Eastern promises: there’s this act I call “the professional Eastern European” which is put on to please the Western right, where a person from Poland will say “oh, Western intellectuals were deluded in the Cold War—only we who have lived through Communism can truly understand…and Western intellectuals at the time feted the Eastern Bloc.” It reminds me of people who put on hard-luck stories about how they “worked their way up from nothing as a real blue-collar kid”—the idea is that Eastern Europeans are “authentic” and somehow, through experience, nay “lived experience”, are immune to leftist illusions.
Yet man is more complicated than that. Ryszard Kapuściński was a lyrical Polish journalist who composed prose-poem articles. As a boy, he lived in the Soviet zone when the Germans and the Soviets invaded Poland. His father was a teacher and in the Home Army—the NKVD came to arrest him, but he fled. Kapuściński later saw friends and their families deported to the camps—his mother fled to the Central Government, to the German zone. His father eventually joined them there. Yet, despite all this, after the war finished Kapuściński joined the Polish Communist youth organisation and finally the Polish Communist party and was an enthusiastic activist for both during high Stalinism. He only gave up his party card in the early 1980s.
What this tells you is that people can perfectly well live through a system that literally tried to kill their father—may have murdered them, sent them to a camp—and will still come out and be an activist for that system.

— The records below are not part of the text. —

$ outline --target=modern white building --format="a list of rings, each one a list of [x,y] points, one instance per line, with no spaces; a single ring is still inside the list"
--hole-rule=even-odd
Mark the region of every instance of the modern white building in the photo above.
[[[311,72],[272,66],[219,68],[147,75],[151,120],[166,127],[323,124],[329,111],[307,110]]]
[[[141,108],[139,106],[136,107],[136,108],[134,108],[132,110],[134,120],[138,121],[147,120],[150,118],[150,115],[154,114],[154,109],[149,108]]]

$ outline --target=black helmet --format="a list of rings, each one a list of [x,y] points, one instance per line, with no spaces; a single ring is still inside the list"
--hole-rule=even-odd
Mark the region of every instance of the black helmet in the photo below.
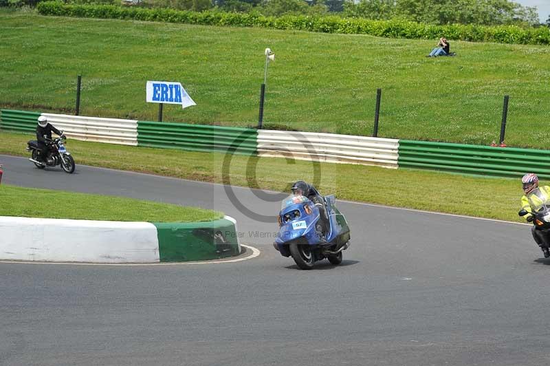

It makes no rational sense, yet that is the power of belief and self-delusion. Kapuściński wasn’t an opportunist, he was a true-believer (and narcissistic)—during the war he was an enthusiastic altar boy, presiding over mass graves with a priest (to be a believer is always dangerous). When it comes to contemporary anti-white ideas and rightists wonder “how can they say that?”, remember Kapuściński—man is asleep, unconscious.